Com efeito, já noutra sede tive oportunidade de constatar (e de escrever sobre) situações em que, por força de um excessivo apego do legislador aos benefícios da centralização, entidades adjudicantes se viram privadas de celebrar contratos mais vantajosos fora do Sistema Nacional de Compras Públicas (permito-me remeter para esse meu texto, “Instituições de Ensino Superior e Sistema Nacional de Compras Públicas (Observações sobre a jurisprudência do Tribunal de Contas)”, in Para Jorge Leite – Escritos Jurídicos, Volume II, Coimbra Editora, Coimbra, 2014, páginas 79 a 97).
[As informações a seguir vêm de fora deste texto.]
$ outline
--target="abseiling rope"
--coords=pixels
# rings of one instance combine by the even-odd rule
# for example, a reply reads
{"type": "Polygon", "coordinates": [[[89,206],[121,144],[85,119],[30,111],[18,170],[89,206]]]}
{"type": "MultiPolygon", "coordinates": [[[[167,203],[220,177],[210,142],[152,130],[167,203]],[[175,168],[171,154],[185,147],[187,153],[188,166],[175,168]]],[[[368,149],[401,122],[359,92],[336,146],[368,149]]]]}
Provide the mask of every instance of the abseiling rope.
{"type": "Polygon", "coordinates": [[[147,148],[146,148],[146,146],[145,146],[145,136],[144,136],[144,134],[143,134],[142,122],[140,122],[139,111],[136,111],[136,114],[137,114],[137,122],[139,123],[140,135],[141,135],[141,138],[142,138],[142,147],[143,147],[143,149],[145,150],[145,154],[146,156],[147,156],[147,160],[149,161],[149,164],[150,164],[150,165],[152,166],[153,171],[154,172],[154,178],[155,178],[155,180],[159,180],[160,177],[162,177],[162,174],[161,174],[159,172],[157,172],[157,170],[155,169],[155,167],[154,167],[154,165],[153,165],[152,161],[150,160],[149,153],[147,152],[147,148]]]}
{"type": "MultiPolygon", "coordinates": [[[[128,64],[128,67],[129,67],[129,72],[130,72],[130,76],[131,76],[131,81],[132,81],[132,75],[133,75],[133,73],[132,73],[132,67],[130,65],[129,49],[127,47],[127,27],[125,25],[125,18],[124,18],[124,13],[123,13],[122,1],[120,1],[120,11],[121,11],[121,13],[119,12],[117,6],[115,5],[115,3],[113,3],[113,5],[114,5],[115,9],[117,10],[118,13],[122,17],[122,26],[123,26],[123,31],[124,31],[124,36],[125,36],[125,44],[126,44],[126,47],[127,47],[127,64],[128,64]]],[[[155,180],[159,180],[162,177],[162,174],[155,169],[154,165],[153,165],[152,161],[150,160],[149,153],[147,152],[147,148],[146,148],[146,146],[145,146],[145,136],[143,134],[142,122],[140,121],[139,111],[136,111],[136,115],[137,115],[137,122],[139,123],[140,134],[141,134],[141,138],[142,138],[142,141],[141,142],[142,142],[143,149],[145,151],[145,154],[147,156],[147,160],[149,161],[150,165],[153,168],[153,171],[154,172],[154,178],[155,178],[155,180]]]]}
Por outro lado, como advogado, também já me deparei com situações em que a aquisição no contexto de acordos-quadro celebrados por centrais de compras não era a mais vantajosa, mas em que o despacho ministerial de autorização para compra fora desse acordo-quadro (previsto no artigo 5.º/4 do regime do SNCP, aprovado pelo Decreto-Lei n.º 37/2007, de 19 de Fevereiro) não era emitido em tempo útil (ou mesmo inútil…).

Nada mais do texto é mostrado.